Batch PDF Generation: Generating Hundreds of PDFs at Scale

·7 min read

Generating one PDF on demand is easy. Generating 500 PDFs for a monthly payroll run, 10,000 certificates after a conference, or nightly reports for every customer — that's a different problem.

This guide covers patterns for batch PDF generation: concurrency control, storage, queue-based processing, and error handling.

The naive approach and why it fails

The obvious implementation loops over records and generates one PDF at a time:

for (const employee of employees) {
  const pdf = await generatePdf(employee)
  await uploadToS3(pdf, employee.id)
}

For 500 employees, this might take 500 × 1.5s = 12.5 minutes. If any single request fails, the job stops or you lose track of what completed.

Concurrent generation with a queue

Use a concurrency-limited queue to parallelize requests without overloading the API or your own infrastructure:

import PQueue from 'p-queue'
 
interface BatchResult {
  id: string
  success: boolean
  error?: string
}
 
async function generateBatch(
  items: { id: string; html: string }[],
  apiKey: string,
  concurrency = 10
): Promise<BatchResult[]> {
  const queue = new PQueue({ concurrency })
  const results: BatchResult[] = []
 
  await queue.addAll(
    items.map(item => async () => {
      try {
        const response = await fetch('https://api.docapi.co/v1/pdf', {
          method: 'POST',
          headers: {
            'x-api-key': apiKey,
            'Content-Type': 'application/json',
          },
          body: JSON.stringify({
            html: item.html,
            options: { format: 'A4', printBackground: true },
          }),
        })
 
        if (!response.ok) {
          const text = await response.text()
          results.push({ id: item.id, success: false, error: `HTTP ${response.status}: ${text}` })
          return
        }
 
        const buffer = Buffer.from(await response.arrayBuffer())
        await uploadToS3(buffer, `pdfs/${item.id}.pdf`)
        results.push({ id: item.id, success: true })
      } catch (err) {
        const msg = err instanceof Error ? err.message : String(err)
        results.push({ id: item.id, success: false, error: msg })
      }
    })
  )
 
  return results
}

concurrency = 10 means at most 10 in-flight requests at once.

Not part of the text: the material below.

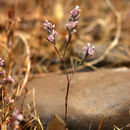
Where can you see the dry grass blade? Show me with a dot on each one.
(28, 62)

If each takes 1.5s, 500 PDFs finish in ~75 seconds instead of 12 minutes.

Choosing the right concurrency

The right concurrency depends on your plan limits and PDF complexity:

  • Simple documents (invoices, pay stubs): 10–20 concurrent
  • Complex documents (charts, large images, web fonts): 5–10 concurrent
  • Huge batches (1000+): Use a queue system (see below)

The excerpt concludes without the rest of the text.